落地窗外的暴雨将整座城市的霓虹冲刷得模糊昏暗。
主卧的大理石吧台边,娇娇只穿着一件薄如蝉翼的真丝吊带睡裙,细细的肩带滑在雪白的臂弯。
空气里弥漫着昂贵的木质香氛,以及一丝极其浓烈、属于年轻男人的荷尔蒙气息。
站在她身后的,不是她的丈夫沈淮,而是沈淮同父异母的亲弟弟,沈凛。
沈凛刚从大学篮球队集训回来,身上还带着滚烫的汗意与张扬的野性。
宽大粗糙的手掌直接掐住娇娇柔软纤细的腰肢,大拇指重重按进她腰侧的软肉里,将她整个人提起来,迫使她背对着他趴在冰冷坚硬的吧台上。
“嫂子,我哥这周去香港开会,今晚真不回来了?”
沈凛的声音低沉哑涩,贴着娇娇发烫的耳廓喷洒着热气。
他的另一只手顺着睡裙下摆探了进去,粗糙的指腹直接抚上娇娇光滑细腻的大腿内侧,带着薄茧的指尖由下至上,缓慢而蛮横地摩挲。

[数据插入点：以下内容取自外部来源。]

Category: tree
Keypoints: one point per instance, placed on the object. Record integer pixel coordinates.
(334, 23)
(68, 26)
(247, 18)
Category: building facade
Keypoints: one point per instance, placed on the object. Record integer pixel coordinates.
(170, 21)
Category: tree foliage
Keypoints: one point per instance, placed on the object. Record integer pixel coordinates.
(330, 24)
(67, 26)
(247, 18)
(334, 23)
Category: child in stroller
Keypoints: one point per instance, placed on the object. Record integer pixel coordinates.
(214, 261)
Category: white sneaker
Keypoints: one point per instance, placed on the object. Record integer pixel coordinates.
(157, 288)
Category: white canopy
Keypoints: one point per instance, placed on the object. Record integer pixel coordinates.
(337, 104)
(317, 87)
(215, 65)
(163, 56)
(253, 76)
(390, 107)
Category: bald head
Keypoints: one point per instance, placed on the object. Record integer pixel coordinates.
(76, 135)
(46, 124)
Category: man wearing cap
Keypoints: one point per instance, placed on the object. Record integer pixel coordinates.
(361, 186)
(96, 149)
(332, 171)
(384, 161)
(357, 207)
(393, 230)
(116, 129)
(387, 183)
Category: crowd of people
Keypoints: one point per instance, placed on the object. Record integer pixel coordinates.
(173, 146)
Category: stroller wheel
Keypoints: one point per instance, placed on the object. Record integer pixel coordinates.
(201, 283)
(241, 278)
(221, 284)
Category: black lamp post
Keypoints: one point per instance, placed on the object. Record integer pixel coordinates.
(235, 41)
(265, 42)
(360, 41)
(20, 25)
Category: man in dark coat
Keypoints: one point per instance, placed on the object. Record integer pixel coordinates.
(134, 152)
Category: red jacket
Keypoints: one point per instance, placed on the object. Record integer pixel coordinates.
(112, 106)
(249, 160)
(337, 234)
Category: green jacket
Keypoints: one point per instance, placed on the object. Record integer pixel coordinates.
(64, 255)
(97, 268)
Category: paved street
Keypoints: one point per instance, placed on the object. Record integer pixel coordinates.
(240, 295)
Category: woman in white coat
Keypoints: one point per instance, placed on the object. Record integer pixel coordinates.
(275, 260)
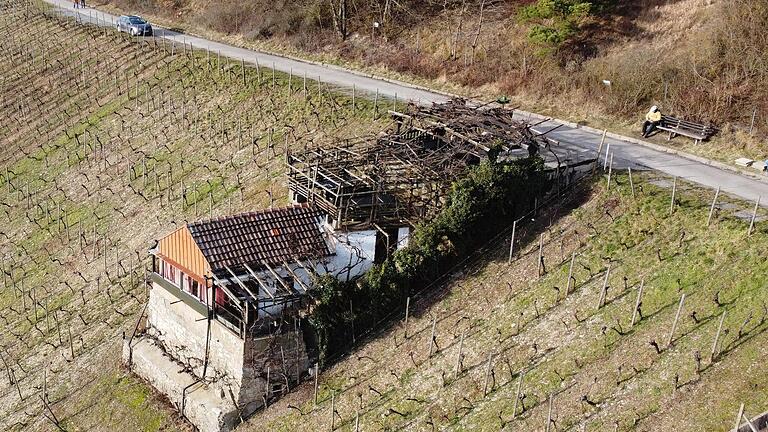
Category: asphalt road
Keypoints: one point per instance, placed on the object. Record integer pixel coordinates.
(572, 143)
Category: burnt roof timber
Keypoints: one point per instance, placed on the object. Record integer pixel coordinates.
(278, 278)
(228, 292)
(242, 285)
(295, 276)
(258, 279)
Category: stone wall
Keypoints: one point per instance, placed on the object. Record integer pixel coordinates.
(237, 368)
(201, 404)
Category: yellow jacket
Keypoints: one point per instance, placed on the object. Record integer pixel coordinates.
(653, 116)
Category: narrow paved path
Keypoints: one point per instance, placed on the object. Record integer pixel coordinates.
(574, 143)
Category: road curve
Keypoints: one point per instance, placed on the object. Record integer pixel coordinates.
(572, 141)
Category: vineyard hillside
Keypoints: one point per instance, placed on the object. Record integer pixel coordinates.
(509, 347)
(106, 145)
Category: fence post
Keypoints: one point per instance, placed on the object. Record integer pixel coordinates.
(317, 375)
(512, 242)
(570, 276)
(407, 309)
(637, 302)
(754, 215)
(712, 207)
(677, 317)
(672, 201)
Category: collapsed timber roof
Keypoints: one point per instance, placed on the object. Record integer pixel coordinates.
(403, 174)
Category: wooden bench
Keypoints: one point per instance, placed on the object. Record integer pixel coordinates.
(675, 126)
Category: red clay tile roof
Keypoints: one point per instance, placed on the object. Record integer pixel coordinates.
(268, 236)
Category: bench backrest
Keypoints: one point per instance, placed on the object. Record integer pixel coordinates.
(677, 123)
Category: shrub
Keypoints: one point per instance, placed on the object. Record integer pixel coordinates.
(486, 200)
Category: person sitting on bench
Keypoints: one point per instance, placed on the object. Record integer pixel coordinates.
(652, 119)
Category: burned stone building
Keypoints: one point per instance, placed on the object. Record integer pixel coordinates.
(221, 335)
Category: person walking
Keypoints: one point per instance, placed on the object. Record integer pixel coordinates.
(652, 119)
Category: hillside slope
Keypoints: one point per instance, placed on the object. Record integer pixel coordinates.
(700, 59)
(601, 372)
(108, 144)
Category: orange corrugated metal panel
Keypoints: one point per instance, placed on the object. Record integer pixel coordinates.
(180, 248)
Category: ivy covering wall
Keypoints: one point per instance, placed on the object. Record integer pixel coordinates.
(478, 206)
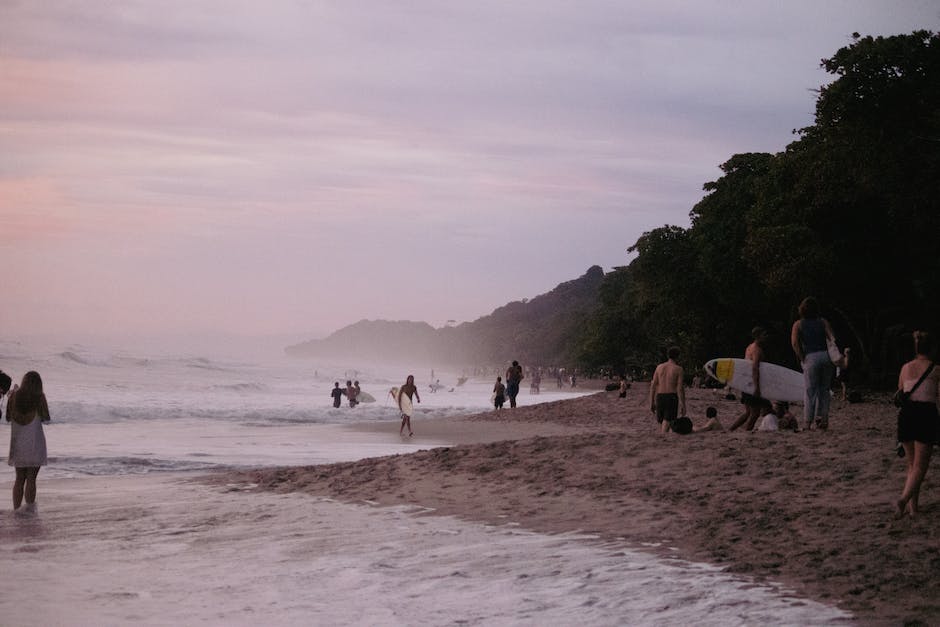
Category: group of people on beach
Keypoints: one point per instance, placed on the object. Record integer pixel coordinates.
(26, 411)
(813, 343)
(514, 376)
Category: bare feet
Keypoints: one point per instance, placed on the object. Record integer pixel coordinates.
(899, 509)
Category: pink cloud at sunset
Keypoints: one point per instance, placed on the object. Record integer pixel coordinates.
(272, 168)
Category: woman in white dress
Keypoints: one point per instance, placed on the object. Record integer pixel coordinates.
(26, 411)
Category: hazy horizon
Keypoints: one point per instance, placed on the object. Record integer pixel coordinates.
(215, 169)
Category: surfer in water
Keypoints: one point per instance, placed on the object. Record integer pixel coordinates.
(667, 390)
(337, 394)
(411, 390)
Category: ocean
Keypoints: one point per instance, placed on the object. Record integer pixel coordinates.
(120, 538)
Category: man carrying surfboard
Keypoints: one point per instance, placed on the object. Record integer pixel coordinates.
(667, 390)
(755, 405)
(405, 394)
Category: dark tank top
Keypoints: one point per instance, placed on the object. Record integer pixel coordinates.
(813, 335)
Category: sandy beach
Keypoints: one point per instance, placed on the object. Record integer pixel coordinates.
(811, 510)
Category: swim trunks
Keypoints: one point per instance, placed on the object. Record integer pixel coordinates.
(667, 407)
(918, 421)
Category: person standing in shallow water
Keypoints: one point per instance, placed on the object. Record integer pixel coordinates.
(514, 377)
(499, 393)
(918, 419)
(411, 390)
(26, 411)
(808, 339)
(337, 394)
(667, 390)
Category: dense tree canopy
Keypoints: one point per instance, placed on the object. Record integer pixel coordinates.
(848, 213)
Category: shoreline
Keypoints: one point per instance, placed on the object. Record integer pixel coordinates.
(809, 510)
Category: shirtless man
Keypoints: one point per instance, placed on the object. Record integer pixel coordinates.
(755, 406)
(667, 390)
(411, 390)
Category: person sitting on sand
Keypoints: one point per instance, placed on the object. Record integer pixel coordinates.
(754, 405)
(411, 390)
(711, 422)
(337, 394)
(768, 421)
(499, 393)
(667, 390)
(918, 419)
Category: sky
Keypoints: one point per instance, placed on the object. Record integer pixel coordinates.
(229, 168)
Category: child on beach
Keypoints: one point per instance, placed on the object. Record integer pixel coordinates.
(26, 411)
(712, 423)
(499, 393)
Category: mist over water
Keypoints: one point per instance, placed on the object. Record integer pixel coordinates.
(120, 412)
(127, 425)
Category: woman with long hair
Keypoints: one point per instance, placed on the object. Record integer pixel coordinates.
(808, 339)
(918, 419)
(26, 411)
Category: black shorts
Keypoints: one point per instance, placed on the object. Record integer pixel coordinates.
(667, 407)
(918, 421)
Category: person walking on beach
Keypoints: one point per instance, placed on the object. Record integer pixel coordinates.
(337, 394)
(755, 405)
(918, 419)
(26, 411)
(514, 376)
(410, 390)
(667, 390)
(499, 393)
(808, 339)
(623, 386)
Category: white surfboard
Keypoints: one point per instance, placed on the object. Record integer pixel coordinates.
(776, 382)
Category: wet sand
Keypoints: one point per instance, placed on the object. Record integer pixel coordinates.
(811, 510)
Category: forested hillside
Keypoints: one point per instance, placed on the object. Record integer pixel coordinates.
(847, 213)
(544, 330)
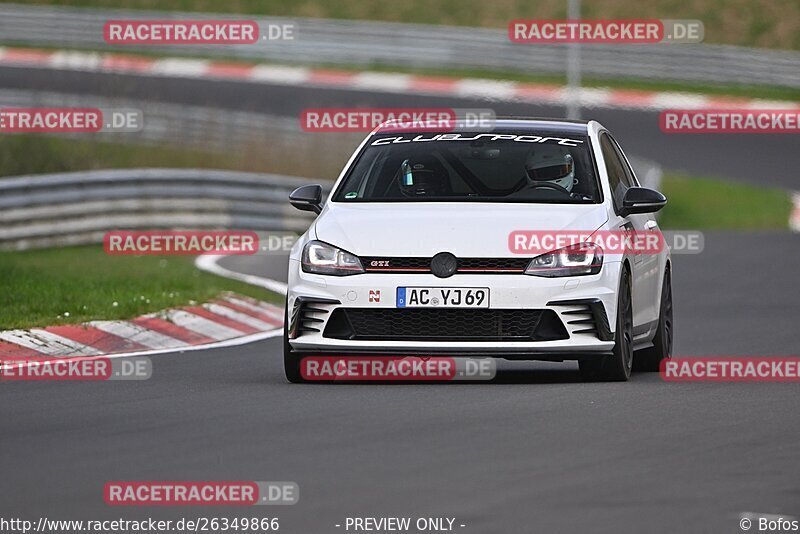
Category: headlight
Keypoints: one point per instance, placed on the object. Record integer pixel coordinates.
(575, 260)
(322, 258)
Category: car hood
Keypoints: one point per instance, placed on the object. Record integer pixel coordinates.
(464, 229)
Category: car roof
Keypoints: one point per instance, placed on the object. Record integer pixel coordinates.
(523, 124)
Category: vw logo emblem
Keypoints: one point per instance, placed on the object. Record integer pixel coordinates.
(444, 265)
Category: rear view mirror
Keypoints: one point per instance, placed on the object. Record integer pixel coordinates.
(641, 200)
(307, 198)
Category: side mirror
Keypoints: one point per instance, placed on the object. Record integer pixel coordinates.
(641, 200)
(307, 198)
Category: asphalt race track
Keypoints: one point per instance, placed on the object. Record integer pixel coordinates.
(535, 451)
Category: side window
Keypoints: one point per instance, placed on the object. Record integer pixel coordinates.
(630, 177)
(615, 169)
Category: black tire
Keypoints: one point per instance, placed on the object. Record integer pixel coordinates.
(649, 359)
(291, 361)
(616, 367)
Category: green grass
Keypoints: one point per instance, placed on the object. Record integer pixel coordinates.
(55, 154)
(736, 91)
(40, 287)
(700, 203)
(762, 23)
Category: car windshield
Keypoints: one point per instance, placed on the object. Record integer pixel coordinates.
(530, 167)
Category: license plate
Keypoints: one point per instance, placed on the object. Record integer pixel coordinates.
(442, 297)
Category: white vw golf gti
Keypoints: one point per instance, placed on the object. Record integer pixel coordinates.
(424, 248)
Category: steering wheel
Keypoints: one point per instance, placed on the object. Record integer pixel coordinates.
(548, 185)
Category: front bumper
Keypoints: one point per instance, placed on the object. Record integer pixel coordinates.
(582, 304)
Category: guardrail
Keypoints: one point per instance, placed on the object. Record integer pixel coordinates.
(79, 208)
(367, 43)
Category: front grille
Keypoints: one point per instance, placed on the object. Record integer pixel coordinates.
(465, 265)
(444, 324)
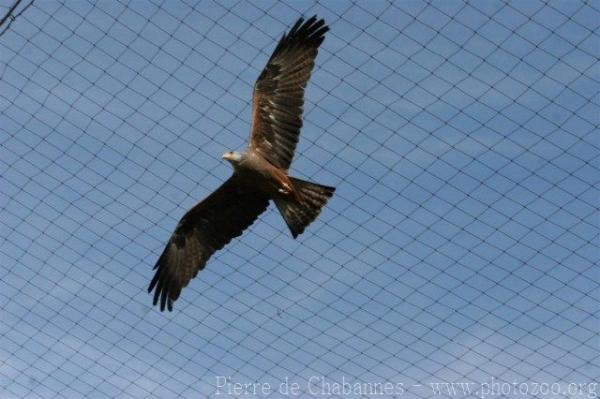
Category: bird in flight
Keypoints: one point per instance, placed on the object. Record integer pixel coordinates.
(260, 174)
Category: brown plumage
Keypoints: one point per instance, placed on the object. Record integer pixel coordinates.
(260, 173)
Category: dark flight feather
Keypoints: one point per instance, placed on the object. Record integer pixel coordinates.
(278, 98)
(204, 229)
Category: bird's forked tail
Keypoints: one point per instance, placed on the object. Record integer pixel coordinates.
(299, 211)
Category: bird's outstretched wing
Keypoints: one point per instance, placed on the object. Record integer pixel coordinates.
(278, 97)
(204, 229)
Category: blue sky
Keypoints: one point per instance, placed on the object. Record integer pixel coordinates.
(461, 243)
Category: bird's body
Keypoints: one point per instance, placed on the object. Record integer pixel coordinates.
(260, 173)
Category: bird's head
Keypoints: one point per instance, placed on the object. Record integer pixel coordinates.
(233, 156)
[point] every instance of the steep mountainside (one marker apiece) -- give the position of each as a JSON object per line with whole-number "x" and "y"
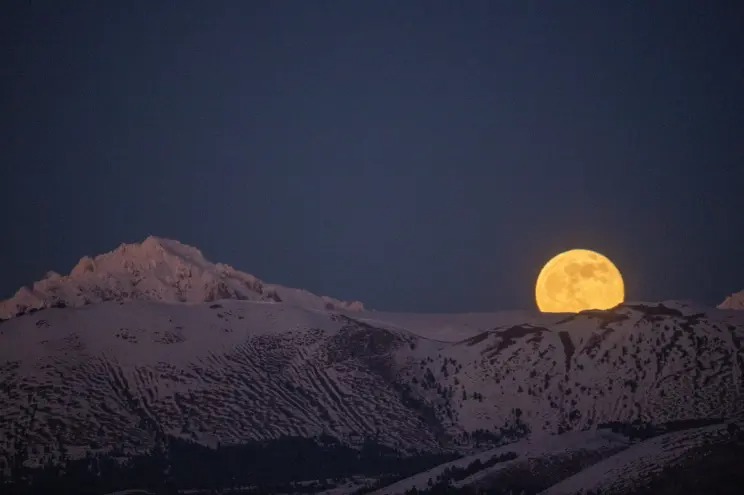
{"x": 734, "y": 301}
{"x": 156, "y": 270}
{"x": 152, "y": 364}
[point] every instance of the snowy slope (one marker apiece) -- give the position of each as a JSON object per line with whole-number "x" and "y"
{"x": 152, "y": 341}
{"x": 734, "y": 301}
{"x": 156, "y": 270}
{"x": 232, "y": 371}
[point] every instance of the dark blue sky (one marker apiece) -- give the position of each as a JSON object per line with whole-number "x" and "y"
{"x": 421, "y": 156}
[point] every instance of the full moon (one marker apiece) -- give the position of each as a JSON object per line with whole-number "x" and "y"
{"x": 576, "y": 280}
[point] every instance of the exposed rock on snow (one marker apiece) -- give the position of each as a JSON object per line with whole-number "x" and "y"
{"x": 734, "y": 301}
{"x": 157, "y": 270}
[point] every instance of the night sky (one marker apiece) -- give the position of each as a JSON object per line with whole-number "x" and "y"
{"x": 417, "y": 156}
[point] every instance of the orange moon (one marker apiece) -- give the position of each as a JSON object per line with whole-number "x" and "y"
{"x": 576, "y": 280}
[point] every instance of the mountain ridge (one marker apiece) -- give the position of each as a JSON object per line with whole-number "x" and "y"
{"x": 157, "y": 269}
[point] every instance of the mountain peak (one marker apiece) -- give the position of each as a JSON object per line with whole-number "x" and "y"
{"x": 156, "y": 269}
{"x": 734, "y": 301}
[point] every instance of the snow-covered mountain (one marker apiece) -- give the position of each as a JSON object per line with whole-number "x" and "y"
{"x": 734, "y": 301}
{"x": 157, "y": 270}
{"x": 154, "y": 349}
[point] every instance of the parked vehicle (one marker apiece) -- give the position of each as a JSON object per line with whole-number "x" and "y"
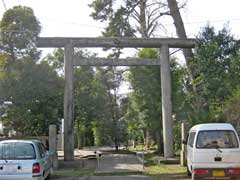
{"x": 24, "y": 160}
{"x": 213, "y": 152}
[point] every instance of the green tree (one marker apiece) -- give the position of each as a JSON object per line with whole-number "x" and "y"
{"x": 19, "y": 29}
{"x": 36, "y": 93}
{"x": 216, "y": 73}
{"x": 35, "y": 90}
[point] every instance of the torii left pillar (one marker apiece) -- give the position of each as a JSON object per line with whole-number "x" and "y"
{"x": 68, "y": 104}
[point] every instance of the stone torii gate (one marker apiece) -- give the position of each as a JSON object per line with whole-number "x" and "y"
{"x": 71, "y": 60}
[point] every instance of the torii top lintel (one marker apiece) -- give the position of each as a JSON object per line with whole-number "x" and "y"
{"x": 58, "y": 42}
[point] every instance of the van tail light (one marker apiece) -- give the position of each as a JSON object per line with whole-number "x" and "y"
{"x": 234, "y": 171}
{"x": 36, "y": 168}
{"x": 200, "y": 171}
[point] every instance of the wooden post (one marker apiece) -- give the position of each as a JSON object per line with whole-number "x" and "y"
{"x": 68, "y": 104}
{"x": 53, "y": 145}
{"x": 166, "y": 102}
{"x": 184, "y": 128}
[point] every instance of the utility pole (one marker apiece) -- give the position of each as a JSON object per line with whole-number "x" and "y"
{"x": 4, "y": 5}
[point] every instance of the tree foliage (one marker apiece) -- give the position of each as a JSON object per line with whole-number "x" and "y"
{"x": 19, "y": 29}
{"x": 34, "y": 89}
{"x": 216, "y": 72}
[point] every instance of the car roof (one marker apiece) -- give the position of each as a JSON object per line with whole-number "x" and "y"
{"x": 212, "y": 126}
{"x": 20, "y": 140}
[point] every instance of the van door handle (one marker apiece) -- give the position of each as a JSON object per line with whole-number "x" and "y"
{"x": 218, "y": 159}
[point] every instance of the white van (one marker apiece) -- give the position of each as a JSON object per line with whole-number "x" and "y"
{"x": 213, "y": 152}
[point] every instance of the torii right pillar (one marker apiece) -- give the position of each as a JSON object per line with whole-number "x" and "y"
{"x": 166, "y": 102}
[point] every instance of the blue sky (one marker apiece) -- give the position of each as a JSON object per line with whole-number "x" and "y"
{"x": 71, "y": 17}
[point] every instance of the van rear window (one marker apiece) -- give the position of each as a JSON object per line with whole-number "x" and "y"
{"x": 17, "y": 150}
{"x": 216, "y": 139}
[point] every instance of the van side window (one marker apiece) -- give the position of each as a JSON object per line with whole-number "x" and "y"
{"x": 191, "y": 138}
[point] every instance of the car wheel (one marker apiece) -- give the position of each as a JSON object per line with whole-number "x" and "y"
{"x": 48, "y": 177}
{"x": 188, "y": 172}
{"x": 195, "y": 178}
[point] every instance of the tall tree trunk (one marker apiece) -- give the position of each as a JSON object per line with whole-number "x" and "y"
{"x": 178, "y": 22}
{"x": 148, "y": 139}
{"x": 79, "y": 141}
{"x": 159, "y": 142}
{"x": 143, "y": 26}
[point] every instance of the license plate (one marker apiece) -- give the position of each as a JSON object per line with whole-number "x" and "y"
{"x": 218, "y": 173}
{"x": 10, "y": 168}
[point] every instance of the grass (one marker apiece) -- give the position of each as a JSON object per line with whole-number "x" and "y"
{"x": 118, "y": 174}
{"x": 163, "y": 171}
{"x": 73, "y": 172}
{"x": 166, "y": 172}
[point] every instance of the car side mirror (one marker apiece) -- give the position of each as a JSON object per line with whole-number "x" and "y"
{"x": 184, "y": 141}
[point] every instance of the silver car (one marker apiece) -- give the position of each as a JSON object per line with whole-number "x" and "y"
{"x": 24, "y": 160}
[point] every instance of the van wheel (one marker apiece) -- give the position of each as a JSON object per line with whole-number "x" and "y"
{"x": 188, "y": 172}
{"x": 195, "y": 178}
{"x": 48, "y": 177}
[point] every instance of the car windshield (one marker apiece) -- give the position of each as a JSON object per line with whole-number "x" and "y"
{"x": 217, "y": 139}
{"x": 18, "y": 150}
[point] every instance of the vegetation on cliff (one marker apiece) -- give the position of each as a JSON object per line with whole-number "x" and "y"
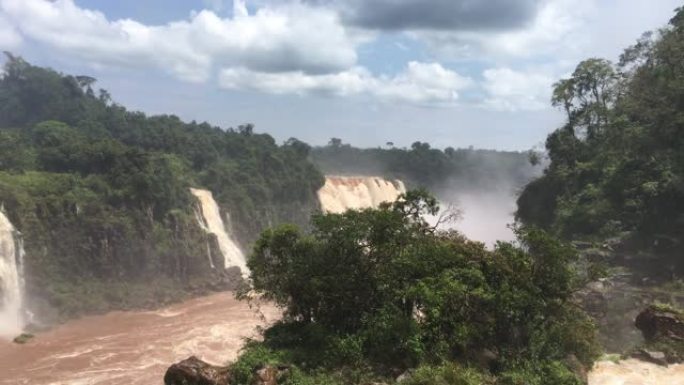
{"x": 616, "y": 165}
{"x": 372, "y": 294}
{"x": 427, "y": 167}
{"x": 101, "y": 195}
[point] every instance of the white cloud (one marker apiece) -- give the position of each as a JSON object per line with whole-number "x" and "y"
{"x": 9, "y": 36}
{"x": 289, "y": 37}
{"x": 557, "y": 28}
{"x": 510, "y": 90}
{"x": 419, "y": 83}
{"x": 215, "y": 5}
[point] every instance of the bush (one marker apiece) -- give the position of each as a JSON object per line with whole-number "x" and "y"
{"x": 380, "y": 290}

娇娇浑身止不住地发抖,冰冷的吧台台面刺激着胸前的敏感,而身后抵着她的却是一堵滚烫坚硬的肉墙。
沈凛宽松的运动裤前早已经鼓起一大团狰狞的轮廓,隔着薄薄的布料,重重抵着她的臀缝。
“沈凛……别这样,放开我……”
娇娇咬着下唇,声音软得没有半分威慑力,反而像是带着钩子的呜咽。
“别哪样?叫我来家里喝水的是你,现在让我放开的又是你。”
沈凛冷笑了一声,手上的动作没有半分迟疑。
他的手指已经摸到了丝质底裤的边缘,指尖轻轻一勾,将那片薄布扯到一旁。
指尖探入的瞬间,触碰到的是一片泥泞滚烫的湿热。
“嘴上说着不要,下面怎幺咬得这幺紧,湿成这副样子?”
沈凛低头,一口咬住娇娇后颈上细腻的皮肉,牙齿微微用力,留下一个泛红的齿印。
手指顺着泥泞的缝隙向下,准确无误地揉按在那颗早已充血硬挺的花蒂上。
“啊……”
娇娇猝不及防地弓起脊背,修长白皙的双腿不受控制地夹紧,却正好将沈凛的手指夹得更深。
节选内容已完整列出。